Can some one send me a copy of the following article:
Ancestry and Pathology in King Tutankhamun’s Family
Zahi Hawass, PhD; Yehia Z. Gad, MD; Somaia Ismail, PhD; Rabab Khairat, MSc; Dina Fathalla, MSc; Naglaa Hasan, MSc; Amal Ahmed, BPharm; Hisham Elleithy, MA; Markus Ball, MSc; Fawzi Gaballah, PhD; Sally Wasef, MSc; Mohamed Fateen, MD; Hany Amer, PhD; Paul Gostner, MD; Ashraf Selim, MD; Albert Zink, PhD; Carsten M. Pusch, PhD
According to PhysOrg.Com. the study uses CT scans and DNA analysis from 11 mummies to come to some really interesting results concerning Tutankhamum and his relatives. For example:
But genetic testing found evidence that Tutankhamun had been infected with plasmodium falciparum, the parasite that causes an often deadly form of malaria.

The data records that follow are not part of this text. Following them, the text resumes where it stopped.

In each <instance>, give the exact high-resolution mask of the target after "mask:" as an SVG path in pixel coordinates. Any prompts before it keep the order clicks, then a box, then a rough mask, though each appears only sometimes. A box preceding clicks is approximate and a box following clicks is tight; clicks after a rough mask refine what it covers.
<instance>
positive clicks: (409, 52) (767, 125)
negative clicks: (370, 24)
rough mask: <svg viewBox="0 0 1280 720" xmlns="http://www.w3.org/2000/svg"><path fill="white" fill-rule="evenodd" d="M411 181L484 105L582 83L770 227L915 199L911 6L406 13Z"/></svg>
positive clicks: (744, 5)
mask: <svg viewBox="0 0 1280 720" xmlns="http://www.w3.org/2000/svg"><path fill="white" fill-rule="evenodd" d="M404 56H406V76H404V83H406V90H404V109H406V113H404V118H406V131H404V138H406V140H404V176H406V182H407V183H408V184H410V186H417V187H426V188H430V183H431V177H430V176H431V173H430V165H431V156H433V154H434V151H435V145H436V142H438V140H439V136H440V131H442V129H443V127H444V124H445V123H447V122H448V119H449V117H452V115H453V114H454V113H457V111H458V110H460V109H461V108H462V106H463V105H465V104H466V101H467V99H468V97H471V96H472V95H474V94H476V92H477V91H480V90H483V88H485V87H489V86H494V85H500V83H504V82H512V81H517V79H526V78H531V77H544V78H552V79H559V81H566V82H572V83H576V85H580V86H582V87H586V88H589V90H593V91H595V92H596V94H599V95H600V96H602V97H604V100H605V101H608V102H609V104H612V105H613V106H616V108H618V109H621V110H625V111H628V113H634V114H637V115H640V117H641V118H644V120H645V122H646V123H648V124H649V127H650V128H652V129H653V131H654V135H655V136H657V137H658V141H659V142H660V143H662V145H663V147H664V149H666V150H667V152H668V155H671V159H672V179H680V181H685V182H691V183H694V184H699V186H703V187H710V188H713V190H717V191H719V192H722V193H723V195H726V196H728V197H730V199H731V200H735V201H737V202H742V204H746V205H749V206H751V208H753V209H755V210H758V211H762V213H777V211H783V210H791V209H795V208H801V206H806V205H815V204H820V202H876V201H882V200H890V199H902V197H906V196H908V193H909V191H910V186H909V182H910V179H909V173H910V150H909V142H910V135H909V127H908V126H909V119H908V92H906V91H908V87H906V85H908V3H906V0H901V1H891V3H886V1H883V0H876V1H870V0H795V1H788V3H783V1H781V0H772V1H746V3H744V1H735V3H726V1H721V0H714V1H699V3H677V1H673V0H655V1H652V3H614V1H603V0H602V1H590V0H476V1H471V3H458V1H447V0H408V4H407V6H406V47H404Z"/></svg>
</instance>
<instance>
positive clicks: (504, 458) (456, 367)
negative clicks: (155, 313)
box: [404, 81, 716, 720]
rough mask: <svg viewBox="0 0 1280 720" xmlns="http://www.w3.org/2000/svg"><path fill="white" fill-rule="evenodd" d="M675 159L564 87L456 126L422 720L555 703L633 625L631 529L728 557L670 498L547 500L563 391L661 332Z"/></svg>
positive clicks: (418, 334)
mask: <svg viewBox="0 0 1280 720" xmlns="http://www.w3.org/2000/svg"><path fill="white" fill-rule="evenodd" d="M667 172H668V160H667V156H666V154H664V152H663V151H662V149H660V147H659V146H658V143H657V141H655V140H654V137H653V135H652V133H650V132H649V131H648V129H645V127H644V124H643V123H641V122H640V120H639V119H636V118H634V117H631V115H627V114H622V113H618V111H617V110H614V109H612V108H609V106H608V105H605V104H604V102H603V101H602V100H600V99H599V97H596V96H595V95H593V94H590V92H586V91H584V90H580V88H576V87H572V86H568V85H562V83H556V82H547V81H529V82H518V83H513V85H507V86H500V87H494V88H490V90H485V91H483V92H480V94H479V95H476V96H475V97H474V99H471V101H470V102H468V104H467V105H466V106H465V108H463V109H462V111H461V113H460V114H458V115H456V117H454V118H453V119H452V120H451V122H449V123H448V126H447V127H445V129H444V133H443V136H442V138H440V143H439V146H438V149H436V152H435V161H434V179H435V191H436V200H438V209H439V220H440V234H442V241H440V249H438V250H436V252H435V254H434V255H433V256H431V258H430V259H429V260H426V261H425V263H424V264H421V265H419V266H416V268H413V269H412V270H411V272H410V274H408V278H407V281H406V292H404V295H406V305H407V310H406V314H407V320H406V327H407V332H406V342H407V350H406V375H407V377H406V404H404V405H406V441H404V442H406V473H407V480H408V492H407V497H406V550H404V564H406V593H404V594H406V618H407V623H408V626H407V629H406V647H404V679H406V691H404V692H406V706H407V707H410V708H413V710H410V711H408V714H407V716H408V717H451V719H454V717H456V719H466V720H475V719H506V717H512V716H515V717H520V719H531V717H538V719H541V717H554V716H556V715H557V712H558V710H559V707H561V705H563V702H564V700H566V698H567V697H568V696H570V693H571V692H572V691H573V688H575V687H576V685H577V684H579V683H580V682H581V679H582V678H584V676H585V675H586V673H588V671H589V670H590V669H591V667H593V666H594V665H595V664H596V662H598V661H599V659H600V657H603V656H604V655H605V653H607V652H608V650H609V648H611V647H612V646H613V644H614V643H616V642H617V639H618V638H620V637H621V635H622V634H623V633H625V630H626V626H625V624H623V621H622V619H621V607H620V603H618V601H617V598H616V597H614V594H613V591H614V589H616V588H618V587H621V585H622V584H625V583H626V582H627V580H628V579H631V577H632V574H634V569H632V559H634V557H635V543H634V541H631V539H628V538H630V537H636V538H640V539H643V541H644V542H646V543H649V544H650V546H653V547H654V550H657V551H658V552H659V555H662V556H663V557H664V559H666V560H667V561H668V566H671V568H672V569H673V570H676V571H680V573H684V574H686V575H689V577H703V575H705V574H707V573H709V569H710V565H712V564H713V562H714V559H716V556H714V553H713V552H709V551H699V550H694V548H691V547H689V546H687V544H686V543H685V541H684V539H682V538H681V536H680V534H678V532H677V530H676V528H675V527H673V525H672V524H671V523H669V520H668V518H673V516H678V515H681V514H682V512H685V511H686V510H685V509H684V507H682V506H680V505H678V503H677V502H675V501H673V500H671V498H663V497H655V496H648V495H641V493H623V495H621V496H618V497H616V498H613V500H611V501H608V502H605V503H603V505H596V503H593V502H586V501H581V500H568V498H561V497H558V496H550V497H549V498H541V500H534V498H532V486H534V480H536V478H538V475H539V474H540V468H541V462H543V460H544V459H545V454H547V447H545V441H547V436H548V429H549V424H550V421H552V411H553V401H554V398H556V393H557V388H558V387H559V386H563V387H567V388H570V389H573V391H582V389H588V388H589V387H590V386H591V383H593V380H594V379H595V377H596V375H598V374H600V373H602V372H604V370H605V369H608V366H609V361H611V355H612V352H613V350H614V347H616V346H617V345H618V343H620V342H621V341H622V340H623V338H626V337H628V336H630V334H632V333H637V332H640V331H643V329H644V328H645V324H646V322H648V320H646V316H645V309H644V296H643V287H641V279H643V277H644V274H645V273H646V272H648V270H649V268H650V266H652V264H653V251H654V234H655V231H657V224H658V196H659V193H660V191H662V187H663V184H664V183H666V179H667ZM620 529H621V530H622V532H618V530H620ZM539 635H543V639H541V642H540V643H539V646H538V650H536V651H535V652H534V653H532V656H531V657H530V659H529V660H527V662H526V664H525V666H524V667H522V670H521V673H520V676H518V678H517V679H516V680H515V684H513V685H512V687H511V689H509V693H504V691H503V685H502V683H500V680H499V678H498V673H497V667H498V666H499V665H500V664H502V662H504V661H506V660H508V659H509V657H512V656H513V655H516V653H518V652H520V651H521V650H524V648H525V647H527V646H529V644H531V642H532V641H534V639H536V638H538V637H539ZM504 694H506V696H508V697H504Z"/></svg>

The scans and genetic fingerprinting carried out on Tutankhamun also showed he had several disorders, some of which ran in the family. They included a bone disease and a club foot.
So rather than the majestic ruler that Tut is often depicted as, the pharaoh was probably “a young but frail king who needed canes to walk because of the bone-necrotic and sometimes painful Koehler disease II, plus oligodactyly (hypophalangism) in the right foot and clubfoot on the left,” the study said.
Tut’s many disorders probably weakened his immune system over time, and the researchers believe he might have died when, in his immuno-deficient state, he sustained a “sudden leg fracture, possibly introduced by a fall,” which snowballed into a life-threatening condition when he contracted malaria.